Prática que não conhece fronteiras, troca de votos por “induzimentos” foi marcante nas presentes eleições, desconhecendo o eleitorado a real repercussão e consequências deste aparente ganho presente, seja na capital ou no interior, trocas e escolhas foram feitas baseados em ganhos ou pressões presentes com juros a serem pagos nos próximos anos e quem sabe até pelas próximas gerações.
A valoração do amanhã tem um preço, este preço decorre sobretudo das escolhas que fazemos hoje, a exemplo do atleta que escolhe alimentar-se de maneira mais saudável, acordar cedo para treinar todos os dias, recusar convites de baladas e festas para manter o foco e concentrar-se no seu objetivo, todos nós queiramos ou não fazemos este trane-off entre o momento presente e o futuro muitas vezes incerto.
Ao tentar manipular nossas escolhas em troca do usufruto de alguns benefícios no momento presente projetamos uma falsa ideia de controle de riscos , mas escolhas por si mesmas envolvem riscos, uma vez que não podemos antever de maneira 100% segura o futuro. Neste caso resta-nos indagar: o que é melhor, desfrutar o momento ou cuidar do amanhã?

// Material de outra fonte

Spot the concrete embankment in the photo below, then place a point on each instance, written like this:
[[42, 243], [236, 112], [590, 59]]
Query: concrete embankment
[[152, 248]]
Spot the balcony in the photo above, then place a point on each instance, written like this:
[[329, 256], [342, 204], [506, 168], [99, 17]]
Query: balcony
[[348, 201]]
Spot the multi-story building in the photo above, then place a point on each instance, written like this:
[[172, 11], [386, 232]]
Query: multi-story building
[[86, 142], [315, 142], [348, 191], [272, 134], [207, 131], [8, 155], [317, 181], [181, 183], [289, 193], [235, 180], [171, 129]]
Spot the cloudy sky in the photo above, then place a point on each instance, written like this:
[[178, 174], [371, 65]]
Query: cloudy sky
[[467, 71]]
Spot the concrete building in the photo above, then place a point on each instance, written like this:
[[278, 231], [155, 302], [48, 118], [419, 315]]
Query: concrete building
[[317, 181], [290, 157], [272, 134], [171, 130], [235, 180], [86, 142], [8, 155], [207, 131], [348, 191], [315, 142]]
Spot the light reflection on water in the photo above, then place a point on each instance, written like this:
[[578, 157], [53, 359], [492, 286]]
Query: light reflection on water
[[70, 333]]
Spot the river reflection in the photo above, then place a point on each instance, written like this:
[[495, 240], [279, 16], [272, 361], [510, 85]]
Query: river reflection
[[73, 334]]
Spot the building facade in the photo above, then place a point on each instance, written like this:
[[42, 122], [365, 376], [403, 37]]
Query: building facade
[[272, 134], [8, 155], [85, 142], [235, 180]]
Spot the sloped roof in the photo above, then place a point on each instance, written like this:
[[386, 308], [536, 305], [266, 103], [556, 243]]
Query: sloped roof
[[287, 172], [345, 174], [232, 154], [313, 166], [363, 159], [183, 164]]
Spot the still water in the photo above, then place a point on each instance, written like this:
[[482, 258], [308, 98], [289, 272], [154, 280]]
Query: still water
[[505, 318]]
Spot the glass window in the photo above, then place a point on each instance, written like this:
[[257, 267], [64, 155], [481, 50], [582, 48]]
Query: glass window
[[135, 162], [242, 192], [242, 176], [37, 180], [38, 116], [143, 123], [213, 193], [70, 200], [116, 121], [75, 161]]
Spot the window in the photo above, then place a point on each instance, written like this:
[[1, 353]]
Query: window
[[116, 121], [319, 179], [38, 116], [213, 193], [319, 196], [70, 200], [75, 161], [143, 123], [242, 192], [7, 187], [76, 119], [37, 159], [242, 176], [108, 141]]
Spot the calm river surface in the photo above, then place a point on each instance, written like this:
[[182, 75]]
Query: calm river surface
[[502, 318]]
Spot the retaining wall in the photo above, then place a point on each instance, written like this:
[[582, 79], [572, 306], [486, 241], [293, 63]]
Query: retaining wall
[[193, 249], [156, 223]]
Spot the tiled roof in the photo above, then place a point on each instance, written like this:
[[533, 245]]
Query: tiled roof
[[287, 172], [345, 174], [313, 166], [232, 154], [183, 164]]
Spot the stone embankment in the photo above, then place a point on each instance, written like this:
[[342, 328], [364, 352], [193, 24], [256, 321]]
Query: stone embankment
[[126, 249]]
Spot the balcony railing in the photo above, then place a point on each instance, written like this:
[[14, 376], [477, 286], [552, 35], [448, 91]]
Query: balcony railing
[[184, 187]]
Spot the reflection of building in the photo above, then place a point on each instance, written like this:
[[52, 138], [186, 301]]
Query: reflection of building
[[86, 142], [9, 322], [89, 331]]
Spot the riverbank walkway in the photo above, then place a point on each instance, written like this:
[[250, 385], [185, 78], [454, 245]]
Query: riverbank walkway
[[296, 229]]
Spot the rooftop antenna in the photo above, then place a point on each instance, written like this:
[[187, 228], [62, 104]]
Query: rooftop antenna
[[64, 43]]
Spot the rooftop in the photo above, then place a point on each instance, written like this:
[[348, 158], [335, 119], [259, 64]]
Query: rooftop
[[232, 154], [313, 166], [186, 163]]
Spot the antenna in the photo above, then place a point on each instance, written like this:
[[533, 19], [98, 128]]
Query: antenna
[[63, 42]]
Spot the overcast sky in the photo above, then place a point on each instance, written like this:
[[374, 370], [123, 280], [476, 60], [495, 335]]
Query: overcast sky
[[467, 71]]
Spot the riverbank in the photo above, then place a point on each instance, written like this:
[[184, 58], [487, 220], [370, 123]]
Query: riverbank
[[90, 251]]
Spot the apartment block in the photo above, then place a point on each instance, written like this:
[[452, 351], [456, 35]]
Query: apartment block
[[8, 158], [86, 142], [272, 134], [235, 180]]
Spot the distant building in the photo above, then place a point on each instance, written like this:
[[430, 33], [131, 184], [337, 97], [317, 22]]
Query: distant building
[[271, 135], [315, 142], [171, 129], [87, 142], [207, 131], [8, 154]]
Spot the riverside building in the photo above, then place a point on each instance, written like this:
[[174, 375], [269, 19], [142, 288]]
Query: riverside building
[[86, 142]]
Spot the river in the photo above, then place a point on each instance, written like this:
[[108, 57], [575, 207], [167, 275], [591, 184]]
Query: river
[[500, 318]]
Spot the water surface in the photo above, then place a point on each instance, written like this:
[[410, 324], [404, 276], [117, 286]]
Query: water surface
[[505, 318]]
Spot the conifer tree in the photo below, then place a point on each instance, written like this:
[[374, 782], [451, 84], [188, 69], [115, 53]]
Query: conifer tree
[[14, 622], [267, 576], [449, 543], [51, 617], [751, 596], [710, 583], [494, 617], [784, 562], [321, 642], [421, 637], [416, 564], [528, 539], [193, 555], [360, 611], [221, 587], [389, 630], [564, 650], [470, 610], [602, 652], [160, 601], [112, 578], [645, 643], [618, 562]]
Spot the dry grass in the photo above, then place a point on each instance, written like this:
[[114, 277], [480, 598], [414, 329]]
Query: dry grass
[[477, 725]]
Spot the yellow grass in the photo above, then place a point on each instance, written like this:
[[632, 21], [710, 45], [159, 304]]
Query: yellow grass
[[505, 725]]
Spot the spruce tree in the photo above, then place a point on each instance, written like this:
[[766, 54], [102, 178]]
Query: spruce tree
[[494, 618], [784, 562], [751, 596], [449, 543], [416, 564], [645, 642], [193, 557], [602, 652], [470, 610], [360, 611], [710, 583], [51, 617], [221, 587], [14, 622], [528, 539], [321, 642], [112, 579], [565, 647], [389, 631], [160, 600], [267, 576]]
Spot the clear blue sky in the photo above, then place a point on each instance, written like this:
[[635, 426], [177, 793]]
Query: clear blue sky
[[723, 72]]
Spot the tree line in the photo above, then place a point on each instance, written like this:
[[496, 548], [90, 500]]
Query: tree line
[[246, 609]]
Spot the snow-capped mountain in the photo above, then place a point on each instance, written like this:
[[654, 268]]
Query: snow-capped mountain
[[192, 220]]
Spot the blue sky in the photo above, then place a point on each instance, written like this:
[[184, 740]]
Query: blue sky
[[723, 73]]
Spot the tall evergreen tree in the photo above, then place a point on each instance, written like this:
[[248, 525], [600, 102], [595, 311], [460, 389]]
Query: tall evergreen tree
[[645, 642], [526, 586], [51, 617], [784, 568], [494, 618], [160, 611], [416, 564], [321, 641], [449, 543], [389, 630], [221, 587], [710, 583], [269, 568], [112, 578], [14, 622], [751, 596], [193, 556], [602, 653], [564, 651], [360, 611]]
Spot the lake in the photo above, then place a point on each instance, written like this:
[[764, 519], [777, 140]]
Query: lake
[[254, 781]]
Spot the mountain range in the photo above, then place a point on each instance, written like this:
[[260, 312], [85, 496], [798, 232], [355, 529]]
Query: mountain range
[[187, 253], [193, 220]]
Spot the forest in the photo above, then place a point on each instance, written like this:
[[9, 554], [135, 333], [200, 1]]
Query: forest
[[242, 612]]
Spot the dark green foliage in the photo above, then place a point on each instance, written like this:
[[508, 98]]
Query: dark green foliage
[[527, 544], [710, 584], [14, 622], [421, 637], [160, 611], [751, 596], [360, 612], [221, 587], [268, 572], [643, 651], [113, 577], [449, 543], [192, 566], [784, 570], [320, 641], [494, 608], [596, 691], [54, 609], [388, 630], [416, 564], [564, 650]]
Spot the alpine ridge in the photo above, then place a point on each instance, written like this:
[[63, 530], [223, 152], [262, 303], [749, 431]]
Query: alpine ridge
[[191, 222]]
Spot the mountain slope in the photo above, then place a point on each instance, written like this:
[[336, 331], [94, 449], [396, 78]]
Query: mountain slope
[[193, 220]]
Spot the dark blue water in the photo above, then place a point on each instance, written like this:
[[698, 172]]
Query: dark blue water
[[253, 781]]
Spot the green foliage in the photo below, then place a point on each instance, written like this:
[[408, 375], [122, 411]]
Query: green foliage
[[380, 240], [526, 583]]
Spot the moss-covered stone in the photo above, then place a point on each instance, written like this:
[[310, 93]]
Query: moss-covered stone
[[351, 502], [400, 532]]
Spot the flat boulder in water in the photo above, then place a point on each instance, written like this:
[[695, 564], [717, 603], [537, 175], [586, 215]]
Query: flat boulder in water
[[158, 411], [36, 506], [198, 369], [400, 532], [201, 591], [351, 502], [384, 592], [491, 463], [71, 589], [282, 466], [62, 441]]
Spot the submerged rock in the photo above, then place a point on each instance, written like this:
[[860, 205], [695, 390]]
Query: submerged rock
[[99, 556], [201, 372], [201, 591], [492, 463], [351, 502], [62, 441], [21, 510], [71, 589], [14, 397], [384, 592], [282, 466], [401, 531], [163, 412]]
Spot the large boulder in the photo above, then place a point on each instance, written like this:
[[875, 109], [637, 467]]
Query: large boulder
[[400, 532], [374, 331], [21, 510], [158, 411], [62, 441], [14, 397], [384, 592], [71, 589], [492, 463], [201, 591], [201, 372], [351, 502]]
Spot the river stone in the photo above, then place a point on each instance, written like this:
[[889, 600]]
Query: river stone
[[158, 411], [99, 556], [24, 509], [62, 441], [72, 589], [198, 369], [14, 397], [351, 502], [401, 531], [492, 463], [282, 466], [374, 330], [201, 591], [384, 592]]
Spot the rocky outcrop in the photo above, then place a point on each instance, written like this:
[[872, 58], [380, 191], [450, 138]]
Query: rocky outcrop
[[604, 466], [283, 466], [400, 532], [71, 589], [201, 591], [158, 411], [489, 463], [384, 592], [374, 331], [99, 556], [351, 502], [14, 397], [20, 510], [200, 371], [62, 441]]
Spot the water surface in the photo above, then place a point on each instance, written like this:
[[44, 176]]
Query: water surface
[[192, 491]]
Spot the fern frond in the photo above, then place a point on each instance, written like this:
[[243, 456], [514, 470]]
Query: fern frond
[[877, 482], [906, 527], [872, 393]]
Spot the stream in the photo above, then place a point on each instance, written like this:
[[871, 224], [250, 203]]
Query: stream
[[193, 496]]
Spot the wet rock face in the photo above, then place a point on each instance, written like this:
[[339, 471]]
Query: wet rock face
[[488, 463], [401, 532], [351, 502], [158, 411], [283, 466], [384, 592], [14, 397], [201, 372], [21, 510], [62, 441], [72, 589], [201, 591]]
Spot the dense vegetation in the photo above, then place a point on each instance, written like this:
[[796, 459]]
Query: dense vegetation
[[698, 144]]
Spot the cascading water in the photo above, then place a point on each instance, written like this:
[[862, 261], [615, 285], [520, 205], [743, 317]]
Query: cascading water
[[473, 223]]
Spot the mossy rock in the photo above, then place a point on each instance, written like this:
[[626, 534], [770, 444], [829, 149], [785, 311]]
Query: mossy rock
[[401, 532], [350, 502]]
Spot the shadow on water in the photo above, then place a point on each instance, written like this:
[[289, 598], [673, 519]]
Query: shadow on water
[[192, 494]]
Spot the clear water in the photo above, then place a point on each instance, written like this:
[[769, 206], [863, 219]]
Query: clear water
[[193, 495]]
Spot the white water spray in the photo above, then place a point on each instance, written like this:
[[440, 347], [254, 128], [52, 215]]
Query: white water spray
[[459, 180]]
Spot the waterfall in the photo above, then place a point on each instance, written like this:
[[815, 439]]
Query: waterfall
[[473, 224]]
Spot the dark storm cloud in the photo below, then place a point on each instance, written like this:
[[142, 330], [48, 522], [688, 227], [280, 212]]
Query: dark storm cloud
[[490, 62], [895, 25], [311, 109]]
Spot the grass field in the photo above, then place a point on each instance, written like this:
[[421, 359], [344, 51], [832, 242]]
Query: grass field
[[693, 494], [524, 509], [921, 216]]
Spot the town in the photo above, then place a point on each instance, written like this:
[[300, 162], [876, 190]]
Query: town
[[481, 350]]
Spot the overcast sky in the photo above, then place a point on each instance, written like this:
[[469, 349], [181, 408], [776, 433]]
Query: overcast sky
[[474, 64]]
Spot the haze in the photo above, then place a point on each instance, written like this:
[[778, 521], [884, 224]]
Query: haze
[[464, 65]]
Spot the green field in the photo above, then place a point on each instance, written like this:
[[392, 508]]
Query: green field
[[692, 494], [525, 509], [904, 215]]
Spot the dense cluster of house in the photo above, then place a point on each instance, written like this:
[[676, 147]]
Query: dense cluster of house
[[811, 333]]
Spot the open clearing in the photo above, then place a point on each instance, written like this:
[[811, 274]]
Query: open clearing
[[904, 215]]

No espectro democrático em que vivemos estas escolhas foram feitas em 1988 no dia 05 de outubro ao promulgarmos a Constituição Cidadã, nesta data comemorando 34 anos de existência. Cheia de princípios e pródiga em visões para o Brasil que queremos ou melhor que os constituintes, em sua maioria vindos de uma experiência de exceções às liberdades públicas, intervenções estatais e em grande parte perseguições políticas, desenharam ao nosso futuro.
Pois bem, ouso dizer que este futuro chegou e hoje todos nós, brasileiros do passado e presente, temos o dever de relembrar os sacrifícios feitos para desfrutarmos das liberdades que hoje temos, liberdades estas que vez ou outras estão sob ameaça, ameaça que muitas vezes nós mesmos permitimos ao sermos tentados a realizar escolhas de conforto ou benefícios presentes em detrimento do futuro.
Para além das reflexões econômicas é preciso alertar que apostas no futuro não envolvem apenas riscos mas também uma dose de paciência, saber aguardar para colher os melhores frutos porém o árduo desejo de desfrutar tão logo o benefício oferecido ou de fazer cessar a pressão recebida nos leva a ignorar o risco de perpetuidade de ambas situações, ausência de planejamento a médio e longo prazos e a continuidade dos mesmos expedientes para a conquista de votos e apoiadores.
Dor e prazer são partes da nossa vida, tal qual o caboclo que se põe a sair pelos rios a pescar para seu alimento, sem saber ao certo se terá ou não o peixe para o dia, tendo muitas vezes que encarar a dor da fome, não podemos nos dissociar destas situações de prazer presente sem comprometer nosso futuro.
Necessário se faz escolher mas sobretudo saber escolher, somente o preço que estamos dispostos a pagar no presente é que irá conduzir e formatar a nossa escolha. Quanto menor a paciência e tolerância de espera para o usufruto de benefícios imediatos maior será o preço a ser pago no amanhã.